Choosing to qualify your small-business corporation under Subchapter S of the federal tax code affects the way you distribute profits to shareholders. The Internal Revenue Service requires S corporations to allocate profits and losses to individual shareholders every year for tax purposes. If you don't handle annual S corporation allocations and distributions properly, you risk losing the company's favorable Subchapter S tax status.

Pass-Through Taxation

An S corporation is a business incorporated under state law that has made an election with the IRS to be taxed as a pass-through entity, just like a partnership. This election enables the shareholders to avoid double taxation, where corporate profits are taxed once at the entity level when the corporation files its annual tax return and again at the individual level when the corporation distributes net profits to shareholders as dividends. Unlike a regular corporation, an S corporation isn't considered a taxpayer and doesn't pay entity-level taxes. Instead, it passes profits and losses through to its shareholders, and they pay taxes on their proportionate amounts at their individual tax rates.

Profit and Loss Allocations

S corporations are required by the IRS to allocate profits and losses to shareholders every year. By the end of the year, all business profits and losses must be assigned to the shareholders on a per-share basis so that the amounts can be included with each shareholder's individual income tax return. Although profits and losses must be allocated annually, the authorization and timing of distributions are determined by the company's board of directors. In practice, it's possible that shareholders will have to pay taxes on business profits in a year that the board does not authorize those profits to be distributed. For example, this could happen if the profits are needed for a major business expansion.

Profit Distributions

An S corporation can distribute allocated profits once a year or at any regular interval. The board of directors must vote and pass a resolution to distribute profits, setting the date for the distributions. Typically, distributions are authorized in quarterly, bi-annual or annual payments. Payment is authorized on a per-share basis, with each shareholder receiving the same amount per share. The tax code restricts S corporations to one class of stock, so a shareholder's distribution is based on the number of shares held rather than on preferential treatment for holding a higher class of stock. The S corporation issues a distribution check to each shareholder based on the board's resolution.

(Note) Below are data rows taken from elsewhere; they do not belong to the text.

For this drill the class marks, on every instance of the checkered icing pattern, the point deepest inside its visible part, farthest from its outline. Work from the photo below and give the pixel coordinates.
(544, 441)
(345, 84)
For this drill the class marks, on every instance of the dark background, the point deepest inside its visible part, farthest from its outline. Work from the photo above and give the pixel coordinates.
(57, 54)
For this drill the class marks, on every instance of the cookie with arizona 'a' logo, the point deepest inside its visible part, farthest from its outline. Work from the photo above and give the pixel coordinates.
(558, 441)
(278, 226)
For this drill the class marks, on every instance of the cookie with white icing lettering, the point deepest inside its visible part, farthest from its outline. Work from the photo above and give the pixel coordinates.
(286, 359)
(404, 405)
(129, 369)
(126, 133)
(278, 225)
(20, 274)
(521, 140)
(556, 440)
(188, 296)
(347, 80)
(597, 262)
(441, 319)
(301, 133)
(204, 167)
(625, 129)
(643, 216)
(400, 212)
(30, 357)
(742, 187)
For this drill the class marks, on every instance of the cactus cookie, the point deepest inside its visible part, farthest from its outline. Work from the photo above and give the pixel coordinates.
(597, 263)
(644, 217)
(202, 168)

Properly handling distributions to shareholders is a major imperative. Mishandling distributions can result in the IRS terminating the S corporation's favorable tax status, which can have dire tax consequences for the corporation and its shareholders. A qualified accountant can help you keep track of profits and losses, file the corporation's IRS Form 1120S tax return, distribute Schedule K-1 to shareholders informing them of their allocated shares and cut the checks to distribute profits.